Magical Jets Cap



Last football season, my middle son gave me a NY Jets cap that turned out to have magical properties. When I wore it, the Jets won. When I forgot to wear it, they lost.

You can imagine my concern when I went to this son’s wedding in California and lost my “magical Jets cap” in transit. I tried another cap, but its loyalty was to the Indianapolis 500-Mile Race, not the men in green. The Jets lost three games in a row.

To the rescue came my son. He sent me a replacement cap – black with a green logo – and the Jets promptly won two consecutive games. All is well.

Do I literally believe in the magic of a cap? Maybe. I believe in the magic of love – as expressed here in a shared delight, an inside joke we can message at game time, the way I miss him in New York. I believe in the magic of fun – following a team just for the fun of it. I believe in the magic of the friends who have shown kindly, humorous concern for my cap situation.

That’s pretty good magic for a simple cap.



FAITH Q & A

Q: You made this statement at the end of a recent Q & A: “Later, when we meet God face to face, we will grasp what we failed to see along the road.” Do you really believe this as a literal truth, or is it just “religious” talk?

A: We are in a realm once described as “limit language.” That means the place at which language reaches its limits and yet we want to say more. “My love is like a rose,” “I am frightened to death,” “You’re as cute as a button.” You get the idea. Our language can only go so far, so we turn to metaphor, simile, myth, story, parable and image to say the more that we need to say.

Religion uses limit language. We describe God as a rock, as ground of our being, as judge, as parent. We describe Jesus as light, bread, shepherd.

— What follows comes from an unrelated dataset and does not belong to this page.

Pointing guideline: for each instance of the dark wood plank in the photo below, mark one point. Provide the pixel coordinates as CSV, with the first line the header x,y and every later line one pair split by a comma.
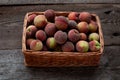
x,y
16,2
12,68
11,21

The point of such use of limit language isn’t to state a literal truth, but to state what we believe to be true but cannot say within the limits of our language and knowledge. Seeing God face to face doesn’t imply that God literally has a face that we would recognize as a face, but that the intimacy between God and humanity is like seeing someone face to face. Fundamentalists do a great disservice when they insist on the literal truth of such language. They miss its point.